EXCERPT FROM The Timid Tourist Takes on China:

Sunday, October 28, 2007—Yangtze River to Fengdu 

            I awake first at 4 a.m. when someone in the next room hits the wall. Then I wake again at 5 and am wide awake at 6:30 when I hear Bob’s phone buzz with an incoming text message. The Ohio State game must have started at home where it’s still Saturday. The score is coming in.

            We are up at 7 and hear traffic on the river. Other cruising river boats are leaving their berths. We see the Viking River Cruise boat go by. It looks really nice—a lot better than ours and ours is better than most. Fred told us that our boat, the M.S. Yangtze 1, is only a year old and is considered the best of the fleet on the river. I don’t think he was comparing it to Viking.

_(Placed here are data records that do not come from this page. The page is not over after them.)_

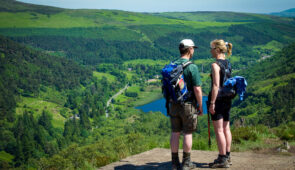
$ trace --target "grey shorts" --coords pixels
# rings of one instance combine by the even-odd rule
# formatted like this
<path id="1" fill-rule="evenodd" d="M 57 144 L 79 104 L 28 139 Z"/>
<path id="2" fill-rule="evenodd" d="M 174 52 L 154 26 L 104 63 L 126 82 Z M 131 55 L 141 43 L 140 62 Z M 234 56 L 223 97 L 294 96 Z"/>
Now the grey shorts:
<path id="1" fill-rule="evenodd" d="M 193 133 L 197 129 L 196 104 L 184 103 L 170 105 L 172 132 Z"/>

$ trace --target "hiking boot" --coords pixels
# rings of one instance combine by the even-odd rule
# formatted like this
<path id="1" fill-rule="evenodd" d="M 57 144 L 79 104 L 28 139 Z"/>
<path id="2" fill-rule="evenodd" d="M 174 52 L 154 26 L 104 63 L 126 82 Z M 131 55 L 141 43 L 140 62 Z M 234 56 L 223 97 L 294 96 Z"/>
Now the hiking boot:
<path id="1" fill-rule="evenodd" d="M 229 165 L 232 165 L 233 163 L 232 163 L 232 161 L 231 161 L 231 157 L 230 157 L 230 155 L 226 155 L 226 159 L 227 159 L 227 163 L 229 164 Z M 214 162 L 217 162 L 217 159 L 214 159 Z M 211 163 L 212 164 L 212 163 Z"/>
<path id="2" fill-rule="evenodd" d="M 181 170 L 178 153 L 172 153 L 172 170 Z"/>
<path id="3" fill-rule="evenodd" d="M 180 168 L 180 163 L 178 162 L 178 164 L 174 164 L 174 163 L 172 162 L 172 170 L 181 170 L 181 168 Z"/>
<path id="4" fill-rule="evenodd" d="M 182 170 L 191 170 L 196 168 L 196 165 L 191 162 L 190 153 L 183 153 Z"/>
<path id="5" fill-rule="evenodd" d="M 218 155 L 213 163 L 209 164 L 210 168 L 229 168 L 228 159 L 225 155 Z"/>
<path id="6" fill-rule="evenodd" d="M 231 162 L 231 158 L 230 158 L 230 156 L 227 156 L 227 163 L 229 164 L 229 165 L 232 165 L 233 163 Z"/>
<path id="7" fill-rule="evenodd" d="M 191 170 L 191 169 L 194 169 L 196 168 L 197 166 L 192 163 L 191 161 L 187 164 L 182 164 L 182 170 Z"/>

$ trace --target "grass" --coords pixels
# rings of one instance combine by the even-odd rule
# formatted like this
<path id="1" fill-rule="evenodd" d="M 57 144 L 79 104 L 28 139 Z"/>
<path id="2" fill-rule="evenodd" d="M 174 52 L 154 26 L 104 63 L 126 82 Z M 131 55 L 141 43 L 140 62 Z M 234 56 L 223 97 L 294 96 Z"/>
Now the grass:
<path id="1" fill-rule="evenodd" d="M 109 74 L 109 73 L 102 73 L 102 72 L 94 71 L 93 76 L 98 79 L 102 79 L 103 77 L 106 77 L 108 82 L 115 82 L 116 81 L 116 77 Z"/>
<path id="2" fill-rule="evenodd" d="M 279 52 L 283 48 L 283 44 L 272 40 L 264 45 L 256 45 L 254 46 L 254 51 L 260 53 L 263 57 L 265 55 L 274 55 L 276 52 Z"/>
<path id="3" fill-rule="evenodd" d="M 152 59 L 136 59 L 136 60 L 129 60 L 124 62 L 124 66 L 128 65 L 139 65 L 139 64 L 145 64 L 145 65 L 160 65 L 160 66 L 165 66 L 168 64 L 169 61 L 166 60 L 152 60 Z"/>
<path id="4" fill-rule="evenodd" d="M 155 85 L 146 86 L 143 92 L 140 92 L 138 99 L 133 101 L 134 106 L 142 106 L 152 101 L 162 98 L 162 89 Z"/>
<path id="5" fill-rule="evenodd" d="M 46 86 L 41 86 L 40 88 L 40 93 L 39 93 L 39 97 L 52 102 L 52 103 L 56 103 L 58 105 L 64 105 L 66 102 L 66 95 L 63 94 L 64 92 L 59 92 L 57 90 L 55 90 L 55 88 L 51 88 L 51 87 L 46 87 Z"/>
<path id="6" fill-rule="evenodd" d="M 255 152 L 273 152 L 272 149 L 280 146 L 283 141 L 280 141 L 278 138 L 262 138 L 257 141 L 242 141 L 239 144 L 232 144 L 233 152 L 245 152 L 245 151 L 255 151 Z"/>
<path id="7" fill-rule="evenodd" d="M 267 79 L 264 81 L 259 81 L 258 83 L 252 84 L 252 89 L 254 94 L 261 94 L 269 90 L 275 90 L 275 88 L 287 85 L 287 81 L 291 78 L 295 78 L 295 73 L 283 75 L 281 77 Z"/>
<path id="8" fill-rule="evenodd" d="M 232 55 L 230 56 L 229 58 L 229 61 L 233 64 L 233 63 L 239 63 L 240 62 L 240 57 L 239 56 L 235 56 L 235 55 Z"/>
<path id="9" fill-rule="evenodd" d="M 64 128 L 64 118 L 60 112 L 66 111 L 66 115 L 70 115 L 70 109 L 64 108 L 56 103 L 44 101 L 41 98 L 21 97 L 16 107 L 16 114 L 23 114 L 25 110 L 33 111 L 34 117 L 39 117 L 43 110 L 47 110 L 52 115 L 52 125 L 56 128 Z"/>
<path id="10" fill-rule="evenodd" d="M 137 76 L 135 71 L 122 71 L 123 73 L 126 74 L 127 79 L 130 81 L 132 79 L 133 76 Z"/>
<path id="11" fill-rule="evenodd" d="M 97 26 L 91 19 L 72 17 L 64 12 L 50 15 L 50 17 L 39 13 L 1 12 L 0 20 L 1 28 L 72 28 Z"/>
<path id="12" fill-rule="evenodd" d="M 193 60 L 194 64 L 197 64 L 197 65 L 207 65 L 207 64 L 211 64 L 214 62 L 214 59 L 195 59 Z M 200 69 L 200 68 L 199 68 Z"/>
<path id="13" fill-rule="evenodd" d="M 134 30 L 109 26 L 89 28 L 0 28 L 0 32 L 2 35 L 9 37 L 69 36 L 90 39 L 100 38 L 111 41 L 134 41 L 137 39 L 143 39 L 144 41 L 143 35 Z"/>
<path id="14" fill-rule="evenodd" d="M 5 151 L 0 151 L 0 160 L 8 163 L 12 163 L 14 156 L 6 153 Z"/>
<path id="15" fill-rule="evenodd" d="M 89 28 L 131 25 L 186 25 L 191 28 L 226 27 L 245 22 L 188 21 L 115 10 L 64 10 L 55 14 L 0 12 L 0 28 Z M 135 33 L 135 32 L 134 32 Z"/>
<path id="16" fill-rule="evenodd" d="M 157 15 L 189 21 L 249 22 L 261 19 L 259 16 L 253 16 L 251 14 L 232 12 L 164 12 Z"/>

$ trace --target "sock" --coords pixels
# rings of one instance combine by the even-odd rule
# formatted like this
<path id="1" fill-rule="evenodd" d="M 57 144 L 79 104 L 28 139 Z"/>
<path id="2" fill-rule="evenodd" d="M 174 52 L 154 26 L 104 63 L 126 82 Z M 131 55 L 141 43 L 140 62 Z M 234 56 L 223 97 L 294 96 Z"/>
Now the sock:
<path id="1" fill-rule="evenodd" d="M 179 158 L 178 158 L 178 152 L 171 152 L 172 155 L 172 161 L 176 161 L 179 162 Z"/>
<path id="2" fill-rule="evenodd" d="M 229 157 L 230 156 L 230 152 L 226 152 L 226 156 Z"/>
<path id="3" fill-rule="evenodd" d="M 190 152 L 183 152 L 183 158 L 188 158 L 191 157 L 191 153 Z"/>
<path id="4" fill-rule="evenodd" d="M 221 158 L 225 158 L 225 157 L 227 157 L 227 155 L 220 155 L 220 154 L 219 154 L 219 156 L 220 156 Z"/>

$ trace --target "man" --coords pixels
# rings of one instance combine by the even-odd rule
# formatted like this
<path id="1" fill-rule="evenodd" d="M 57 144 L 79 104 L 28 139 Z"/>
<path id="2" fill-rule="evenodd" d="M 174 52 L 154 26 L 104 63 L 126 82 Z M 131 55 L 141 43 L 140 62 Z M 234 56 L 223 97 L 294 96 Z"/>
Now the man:
<path id="1" fill-rule="evenodd" d="M 179 44 L 180 58 L 175 64 L 182 64 L 192 59 L 194 49 L 197 48 L 194 42 L 190 39 L 184 39 Z M 190 161 L 190 153 L 192 148 L 192 133 L 197 127 L 197 110 L 199 115 L 203 115 L 202 109 L 202 88 L 201 78 L 198 67 L 195 64 L 190 64 L 184 68 L 184 80 L 187 83 L 188 90 L 191 92 L 191 97 L 184 103 L 170 103 L 170 120 L 172 133 L 170 139 L 171 154 L 172 154 L 172 169 L 180 169 L 178 157 L 179 136 L 183 132 L 183 159 L 182 169 L 188 170 L 195 168 Z M 198 104 L 198 108 L 197 107 Z"/>

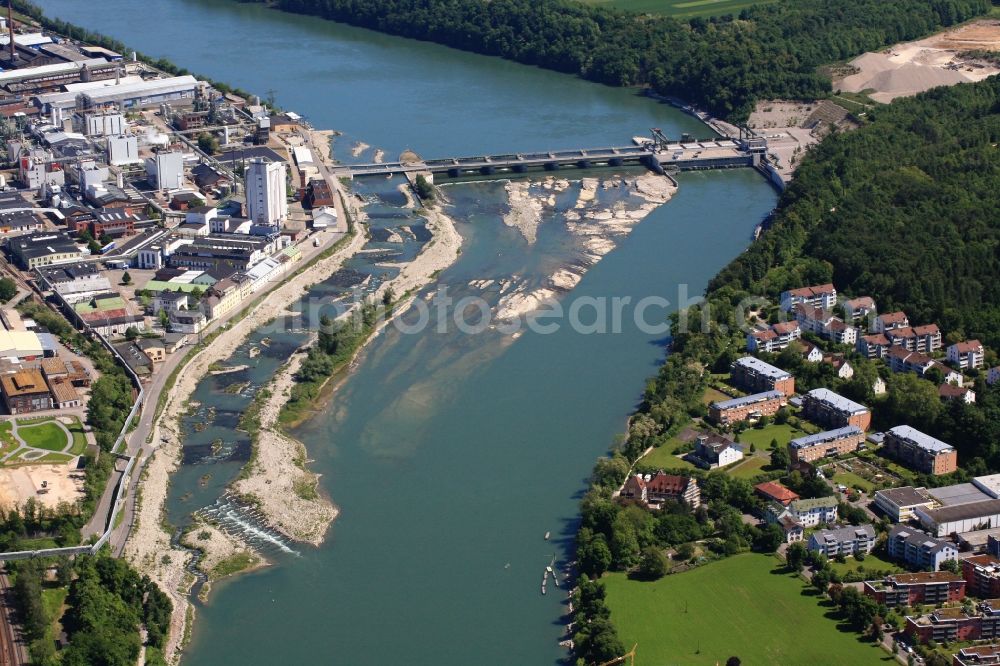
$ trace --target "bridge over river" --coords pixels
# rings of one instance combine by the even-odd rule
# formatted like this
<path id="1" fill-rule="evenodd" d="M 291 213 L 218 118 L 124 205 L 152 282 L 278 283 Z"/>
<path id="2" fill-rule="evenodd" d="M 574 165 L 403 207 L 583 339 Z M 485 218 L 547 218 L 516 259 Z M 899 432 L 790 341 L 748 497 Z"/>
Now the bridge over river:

            From our balcony, we can see that the river runs fast. If you fell in, you would be downstream a mile before you surfaced. The water is brown but not terribly littered. It is smoggy/foggy still and the air smells. We won’t be spending much time out there unless the air quality improves.

            Breakfast is a buffet: curry noodles, dumplings with onions, fried egg on toast, wide-sliced bacon, fruit. The coffee is wonderful. I’m surprised at that and grateful.

            We are passing a lot of coal barges. Power is generated mostly with coal which adds a lot to the smog problem. China is hoping to get more hydro-electric power with the dam project thereby improving air quality. Why isn’t Al Gore here?

            Chonging disappears quickly behind us. We pass people fishing with large scoop nets and washing clothes (!) in the brown river.